Ricotta

RicottaWeb

Not all ricotta cheese is created equally. The consistency and quality of store-bought ricotta varies widely and can affect the outcome of the dish you are making.  My gripe is that many store-bought brands tend to have a gritty texture, almost as if semolina flour was added to it.  It is for this reason that I prefer to make my own.   A good quality ricotta should have a smooth texture.  You may have to try several brands before you come across a good one.

Fresh ricotta is not difficult to make and is far superior to most store-bought brands, and I guarantee it is well worth the effort.  All the equipment you need is a digital thermometer and a large heavy bottom stock pot.  It should be made at least a day or two in advance if using it in a recipe.  But why wait – fresh ricotta is a delectable treat.  My favorite childhood breakfast was a steaming hot bowl of soft, rich, creamy ricotta curds and whey with some fresh crusty Italian bread to sop up the juices.  Delicious!  You just don’t know what you’re missing out on.

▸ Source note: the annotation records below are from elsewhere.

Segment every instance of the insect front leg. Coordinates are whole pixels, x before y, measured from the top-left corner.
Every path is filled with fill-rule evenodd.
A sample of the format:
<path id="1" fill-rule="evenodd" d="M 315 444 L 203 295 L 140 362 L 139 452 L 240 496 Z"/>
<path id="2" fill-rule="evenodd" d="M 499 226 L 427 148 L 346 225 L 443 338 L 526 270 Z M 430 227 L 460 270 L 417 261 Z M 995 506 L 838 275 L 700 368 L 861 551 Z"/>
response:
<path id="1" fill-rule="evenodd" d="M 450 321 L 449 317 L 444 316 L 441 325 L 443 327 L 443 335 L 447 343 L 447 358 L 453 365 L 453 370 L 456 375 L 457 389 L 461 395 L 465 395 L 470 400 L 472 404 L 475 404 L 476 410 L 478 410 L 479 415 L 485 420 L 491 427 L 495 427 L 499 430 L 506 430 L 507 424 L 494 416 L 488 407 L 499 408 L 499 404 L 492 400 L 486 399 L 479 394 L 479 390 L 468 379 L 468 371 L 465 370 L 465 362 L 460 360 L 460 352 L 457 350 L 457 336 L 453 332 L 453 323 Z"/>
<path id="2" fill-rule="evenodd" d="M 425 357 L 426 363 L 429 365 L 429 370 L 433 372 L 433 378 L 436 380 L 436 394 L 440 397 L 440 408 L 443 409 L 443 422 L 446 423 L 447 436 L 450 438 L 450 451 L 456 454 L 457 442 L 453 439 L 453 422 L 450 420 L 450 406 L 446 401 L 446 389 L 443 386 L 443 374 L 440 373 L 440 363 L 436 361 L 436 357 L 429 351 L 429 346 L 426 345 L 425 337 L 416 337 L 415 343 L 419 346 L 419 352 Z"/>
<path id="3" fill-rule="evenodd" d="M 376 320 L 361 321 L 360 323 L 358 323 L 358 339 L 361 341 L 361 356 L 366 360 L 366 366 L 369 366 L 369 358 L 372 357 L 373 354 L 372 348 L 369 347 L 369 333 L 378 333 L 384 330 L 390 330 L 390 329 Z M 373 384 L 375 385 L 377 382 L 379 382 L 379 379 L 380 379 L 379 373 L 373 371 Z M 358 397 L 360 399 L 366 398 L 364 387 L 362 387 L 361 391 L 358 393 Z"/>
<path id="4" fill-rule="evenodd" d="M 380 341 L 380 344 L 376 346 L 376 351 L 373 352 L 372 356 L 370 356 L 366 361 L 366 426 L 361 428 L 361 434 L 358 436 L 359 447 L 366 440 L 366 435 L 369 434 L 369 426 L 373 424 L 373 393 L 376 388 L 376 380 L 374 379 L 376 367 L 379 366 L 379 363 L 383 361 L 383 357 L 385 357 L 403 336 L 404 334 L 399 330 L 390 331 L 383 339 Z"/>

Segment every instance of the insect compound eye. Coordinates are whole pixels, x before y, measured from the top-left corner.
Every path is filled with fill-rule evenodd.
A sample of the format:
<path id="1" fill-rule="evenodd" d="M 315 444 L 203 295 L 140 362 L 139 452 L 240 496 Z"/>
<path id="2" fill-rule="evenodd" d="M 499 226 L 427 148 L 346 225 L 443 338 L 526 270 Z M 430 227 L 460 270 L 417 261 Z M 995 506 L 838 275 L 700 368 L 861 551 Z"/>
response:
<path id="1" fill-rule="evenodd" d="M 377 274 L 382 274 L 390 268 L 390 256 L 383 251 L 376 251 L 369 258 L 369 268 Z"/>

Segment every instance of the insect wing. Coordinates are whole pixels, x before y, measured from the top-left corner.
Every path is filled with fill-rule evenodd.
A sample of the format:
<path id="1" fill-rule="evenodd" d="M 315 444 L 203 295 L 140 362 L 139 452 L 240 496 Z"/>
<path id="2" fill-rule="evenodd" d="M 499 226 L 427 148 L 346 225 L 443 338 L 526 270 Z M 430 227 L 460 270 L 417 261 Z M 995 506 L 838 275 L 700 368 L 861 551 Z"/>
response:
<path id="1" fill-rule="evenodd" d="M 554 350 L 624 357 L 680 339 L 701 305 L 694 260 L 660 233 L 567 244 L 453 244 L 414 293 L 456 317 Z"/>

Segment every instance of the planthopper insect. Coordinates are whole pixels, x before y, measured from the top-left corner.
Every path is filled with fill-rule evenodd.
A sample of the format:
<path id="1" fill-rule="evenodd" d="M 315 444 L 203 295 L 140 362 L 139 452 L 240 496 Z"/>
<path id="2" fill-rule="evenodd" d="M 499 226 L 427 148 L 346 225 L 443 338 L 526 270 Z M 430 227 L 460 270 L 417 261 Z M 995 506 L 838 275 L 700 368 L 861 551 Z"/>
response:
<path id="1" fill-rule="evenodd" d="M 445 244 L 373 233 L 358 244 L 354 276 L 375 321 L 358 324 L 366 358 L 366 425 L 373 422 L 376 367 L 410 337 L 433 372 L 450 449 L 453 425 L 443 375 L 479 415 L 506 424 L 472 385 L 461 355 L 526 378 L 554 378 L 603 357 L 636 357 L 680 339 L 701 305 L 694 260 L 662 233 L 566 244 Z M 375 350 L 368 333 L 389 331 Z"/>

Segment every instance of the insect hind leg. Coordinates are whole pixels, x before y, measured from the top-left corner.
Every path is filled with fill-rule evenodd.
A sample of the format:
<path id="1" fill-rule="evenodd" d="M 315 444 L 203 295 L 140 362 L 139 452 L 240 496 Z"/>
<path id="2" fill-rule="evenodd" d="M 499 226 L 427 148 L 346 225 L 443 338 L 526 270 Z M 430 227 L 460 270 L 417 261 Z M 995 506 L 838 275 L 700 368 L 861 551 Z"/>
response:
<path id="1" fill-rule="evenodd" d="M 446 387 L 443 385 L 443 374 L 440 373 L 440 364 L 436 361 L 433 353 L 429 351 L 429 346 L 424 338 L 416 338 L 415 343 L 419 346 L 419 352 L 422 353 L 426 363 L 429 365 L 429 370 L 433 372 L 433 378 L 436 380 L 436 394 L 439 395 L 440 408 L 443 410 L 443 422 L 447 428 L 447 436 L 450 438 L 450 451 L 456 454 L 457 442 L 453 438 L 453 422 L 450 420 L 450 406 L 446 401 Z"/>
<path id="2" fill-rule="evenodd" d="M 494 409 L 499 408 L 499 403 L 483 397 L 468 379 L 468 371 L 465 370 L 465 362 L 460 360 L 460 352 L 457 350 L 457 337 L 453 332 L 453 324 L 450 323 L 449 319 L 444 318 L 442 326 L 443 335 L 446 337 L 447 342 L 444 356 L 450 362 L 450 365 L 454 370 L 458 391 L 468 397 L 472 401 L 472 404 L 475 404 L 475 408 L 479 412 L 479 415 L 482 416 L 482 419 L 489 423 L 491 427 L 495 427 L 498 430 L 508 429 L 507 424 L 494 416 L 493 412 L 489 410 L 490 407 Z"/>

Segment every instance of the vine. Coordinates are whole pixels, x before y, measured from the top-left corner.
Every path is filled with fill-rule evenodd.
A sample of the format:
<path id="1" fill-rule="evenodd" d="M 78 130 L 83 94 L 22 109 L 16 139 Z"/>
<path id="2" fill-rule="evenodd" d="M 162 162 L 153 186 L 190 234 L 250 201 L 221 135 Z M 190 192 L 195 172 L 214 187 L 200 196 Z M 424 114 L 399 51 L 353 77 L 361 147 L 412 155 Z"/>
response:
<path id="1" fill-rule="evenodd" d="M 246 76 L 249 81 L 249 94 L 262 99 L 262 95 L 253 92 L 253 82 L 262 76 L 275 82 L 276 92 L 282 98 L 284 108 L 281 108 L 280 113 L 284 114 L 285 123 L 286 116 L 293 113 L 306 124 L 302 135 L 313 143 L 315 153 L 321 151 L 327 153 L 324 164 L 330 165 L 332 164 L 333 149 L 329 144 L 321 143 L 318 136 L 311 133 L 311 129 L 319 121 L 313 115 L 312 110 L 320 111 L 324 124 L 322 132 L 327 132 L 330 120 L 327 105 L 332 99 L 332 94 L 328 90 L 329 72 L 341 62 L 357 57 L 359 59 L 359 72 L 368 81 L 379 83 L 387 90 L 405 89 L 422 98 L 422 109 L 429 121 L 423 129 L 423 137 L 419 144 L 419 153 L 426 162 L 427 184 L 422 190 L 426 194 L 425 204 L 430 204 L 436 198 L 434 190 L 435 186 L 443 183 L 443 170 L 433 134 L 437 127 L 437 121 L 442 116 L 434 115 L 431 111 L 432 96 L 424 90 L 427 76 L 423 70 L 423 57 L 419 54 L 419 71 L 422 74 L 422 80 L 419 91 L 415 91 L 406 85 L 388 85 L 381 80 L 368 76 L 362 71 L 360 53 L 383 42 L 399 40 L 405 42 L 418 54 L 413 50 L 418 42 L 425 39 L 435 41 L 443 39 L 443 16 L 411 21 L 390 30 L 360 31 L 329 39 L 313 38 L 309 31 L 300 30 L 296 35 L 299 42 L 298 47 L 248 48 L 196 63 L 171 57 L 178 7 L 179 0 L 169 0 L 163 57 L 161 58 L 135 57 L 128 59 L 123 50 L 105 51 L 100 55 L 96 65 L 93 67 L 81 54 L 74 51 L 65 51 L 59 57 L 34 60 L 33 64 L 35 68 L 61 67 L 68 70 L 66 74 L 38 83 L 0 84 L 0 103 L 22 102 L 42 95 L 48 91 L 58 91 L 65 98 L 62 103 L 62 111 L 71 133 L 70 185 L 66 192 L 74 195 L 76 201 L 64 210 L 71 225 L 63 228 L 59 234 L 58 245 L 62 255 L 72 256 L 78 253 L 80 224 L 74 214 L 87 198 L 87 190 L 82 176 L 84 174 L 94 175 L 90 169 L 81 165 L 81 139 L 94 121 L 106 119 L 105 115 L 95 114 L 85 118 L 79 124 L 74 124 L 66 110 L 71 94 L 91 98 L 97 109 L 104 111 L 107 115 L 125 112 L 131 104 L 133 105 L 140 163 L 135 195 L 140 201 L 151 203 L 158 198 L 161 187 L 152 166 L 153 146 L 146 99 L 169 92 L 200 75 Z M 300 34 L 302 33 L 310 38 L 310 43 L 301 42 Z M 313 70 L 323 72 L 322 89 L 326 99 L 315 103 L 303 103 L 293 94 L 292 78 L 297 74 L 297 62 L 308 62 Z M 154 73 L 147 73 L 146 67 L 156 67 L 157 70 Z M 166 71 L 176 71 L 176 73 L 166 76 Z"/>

I’ve used this recipe for years.  It’s an adaptation of a recipe of Manuela De Angelis that was featured in The Magazine of La Cucina Italiana, March-April 1999.  The addition of heavy cream makes for a richer ricotta cheese.

Ricotta

Difficulty Rating: Medium
Makes approximately 2 1/2 pounds of ricotta.

INGREDIENTS:
3 quarts whole milk
1 quart of heavy cream
1 teaspoon citric acid
1 teaspoon salt

Heat the milk, cream, and salt in a large 6-quart covered stainless steel stock pot with a heavy bottom over medium-high heat, preferably using a flame tamer to prevent scorching the milk.  Have the citric acid ready.  Stir the milk occasionally until it reaches 194 degrees F, approximately 1 hour.  Immediately stir in the citric acid.   Continue to stir the milk until curds begin to form and you notice a yellowish clear liquid appear on the surface.   Stop stirring and turn off the heat.   Cover the pot with a lid and let the curds rest undisturbed for about one hour.  Using a slotted spoon, transfer the curds into a colander lined with several layers of cheese cloth or a clean, thin cotton dish towel, placed over the sink to drain.  Let curds drain for 30 minutes.  Place the colander with the ricotta over a large bowl and continue draining for 1 1/2 to 2 1/2 hours, to desired consistency.  Transfer to a glass or ceramic bowl, cover with plastic wrap, and refrigerate overnight.